I wish I had told her that there are days that I’m thisclose to quitting my job because I don’t feel like I can focus on my children and their accompanying special needs. There are days that I come home with no energy left for the children most important to me. I feel nonstop guilt for missing out on the typical kid things like games and open houses. And I feel nonstop guilt for not having enough time to focus on the non-typical kid stuff like reprogramming the augmentative alternative communication device or making up the visual schedules to get us through the morning routine.
I wish I had told her that I don’t have any alone time with my husband. On the rare occasions we do, we both just want to sleep and not use our brains at all. I wish I had told her how I wish we could be a bit more carefree and go away on a weekend vacation or even just a dinner without weeks of preparation.

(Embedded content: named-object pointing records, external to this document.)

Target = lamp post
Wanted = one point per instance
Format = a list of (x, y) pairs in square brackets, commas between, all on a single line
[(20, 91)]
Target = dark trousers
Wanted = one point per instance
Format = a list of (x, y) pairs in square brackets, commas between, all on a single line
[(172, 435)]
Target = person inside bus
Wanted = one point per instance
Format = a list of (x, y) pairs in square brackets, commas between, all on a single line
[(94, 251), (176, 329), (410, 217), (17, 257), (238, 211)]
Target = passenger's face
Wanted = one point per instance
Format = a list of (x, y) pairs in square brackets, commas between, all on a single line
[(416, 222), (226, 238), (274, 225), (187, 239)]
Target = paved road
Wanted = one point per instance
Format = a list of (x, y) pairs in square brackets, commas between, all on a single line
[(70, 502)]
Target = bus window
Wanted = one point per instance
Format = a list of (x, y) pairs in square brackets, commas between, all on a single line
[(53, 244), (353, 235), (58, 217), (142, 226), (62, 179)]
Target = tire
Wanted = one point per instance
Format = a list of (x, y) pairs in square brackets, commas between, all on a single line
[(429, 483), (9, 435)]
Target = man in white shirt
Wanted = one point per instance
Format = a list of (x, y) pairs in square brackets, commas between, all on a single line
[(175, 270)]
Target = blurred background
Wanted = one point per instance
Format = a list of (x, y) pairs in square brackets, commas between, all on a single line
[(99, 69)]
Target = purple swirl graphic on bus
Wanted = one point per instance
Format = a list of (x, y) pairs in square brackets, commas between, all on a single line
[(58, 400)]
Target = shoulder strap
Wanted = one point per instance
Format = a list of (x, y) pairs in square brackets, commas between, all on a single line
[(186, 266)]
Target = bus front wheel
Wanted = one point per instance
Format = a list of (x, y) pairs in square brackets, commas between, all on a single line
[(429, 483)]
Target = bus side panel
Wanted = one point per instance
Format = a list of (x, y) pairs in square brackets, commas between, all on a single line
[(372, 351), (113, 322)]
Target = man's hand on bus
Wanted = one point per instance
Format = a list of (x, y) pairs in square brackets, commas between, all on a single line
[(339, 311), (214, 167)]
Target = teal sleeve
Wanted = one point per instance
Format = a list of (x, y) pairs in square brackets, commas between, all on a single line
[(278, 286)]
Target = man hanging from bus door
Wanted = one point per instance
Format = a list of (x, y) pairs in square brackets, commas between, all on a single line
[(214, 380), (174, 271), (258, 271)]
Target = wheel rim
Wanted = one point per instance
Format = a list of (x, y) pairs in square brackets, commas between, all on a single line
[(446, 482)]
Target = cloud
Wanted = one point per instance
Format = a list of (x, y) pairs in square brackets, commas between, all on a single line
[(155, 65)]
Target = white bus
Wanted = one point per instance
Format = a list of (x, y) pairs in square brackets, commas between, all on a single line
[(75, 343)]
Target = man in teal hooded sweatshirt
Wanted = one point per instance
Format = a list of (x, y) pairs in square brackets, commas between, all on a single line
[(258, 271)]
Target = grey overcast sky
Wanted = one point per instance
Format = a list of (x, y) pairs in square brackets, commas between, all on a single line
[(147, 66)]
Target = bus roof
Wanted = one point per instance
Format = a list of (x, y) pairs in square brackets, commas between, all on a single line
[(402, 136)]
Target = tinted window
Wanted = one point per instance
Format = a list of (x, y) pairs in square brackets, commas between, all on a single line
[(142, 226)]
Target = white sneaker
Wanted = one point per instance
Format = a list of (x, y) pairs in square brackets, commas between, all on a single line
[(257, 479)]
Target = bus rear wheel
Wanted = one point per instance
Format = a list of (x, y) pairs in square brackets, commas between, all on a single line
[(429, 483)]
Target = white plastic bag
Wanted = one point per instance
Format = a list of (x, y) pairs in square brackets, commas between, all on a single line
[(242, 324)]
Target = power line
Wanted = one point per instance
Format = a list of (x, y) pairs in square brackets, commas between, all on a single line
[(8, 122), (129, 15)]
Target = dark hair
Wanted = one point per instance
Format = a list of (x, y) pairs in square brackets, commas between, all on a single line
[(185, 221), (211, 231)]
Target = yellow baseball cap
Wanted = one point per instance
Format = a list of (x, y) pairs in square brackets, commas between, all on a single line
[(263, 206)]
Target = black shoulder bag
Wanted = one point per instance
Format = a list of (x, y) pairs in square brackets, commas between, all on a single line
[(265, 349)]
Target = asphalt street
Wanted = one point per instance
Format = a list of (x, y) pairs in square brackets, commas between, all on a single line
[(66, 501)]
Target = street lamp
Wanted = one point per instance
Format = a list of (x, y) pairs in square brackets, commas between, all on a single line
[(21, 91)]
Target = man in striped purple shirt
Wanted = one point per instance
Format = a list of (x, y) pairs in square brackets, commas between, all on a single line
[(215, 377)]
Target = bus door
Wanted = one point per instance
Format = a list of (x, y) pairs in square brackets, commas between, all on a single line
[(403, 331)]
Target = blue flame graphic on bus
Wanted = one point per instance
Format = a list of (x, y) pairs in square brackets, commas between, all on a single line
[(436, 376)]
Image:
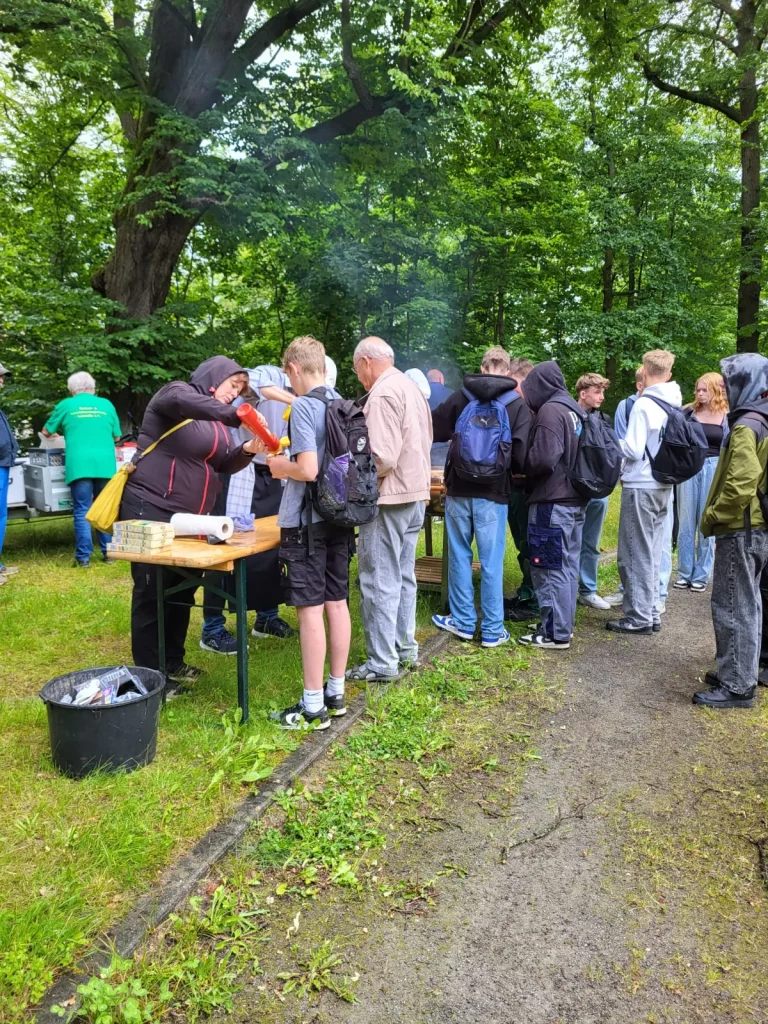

I wish I had told her that my house is always a mess. And that I put off my own appointments for months at a time. I wish I had told her that I haven’t had a girls-night out since last May. I wish I had said how I feel like none of my old friends really understand my life or the pressures that I feel I face daily.
I wish I had told her that I’m always feeling behind at work and that I feel guilty for not putting more “extra” time into it.
I wish I had told her that I cry often. Or that I probably drink too much beer and don’t exercise enough. I wish I told her that I often curse the universe for not making “life fair”.
I don’t balance it all and I don’t have it all together. I don’t for one second want anyone to think that they are doing something wrong because they can’t get it together like I seemingly do. Because I don’t.
The true balance is knowing that I don’t have it all together but also knowing to my core that I’m rocking this gig. I know by the smiles on my kids’ faces. And I have a feeling you are rocking it too, even if you are in your sweatpants and haven’t showered and your child has been watching Netflix all day long and there are crumbs and cat hair all over the floor.
No one has it all together or is completely balanced. Stop comparing yourself and if you must judge yourself, do so through your child’s lenses. You are their super-mama! You’ve got this!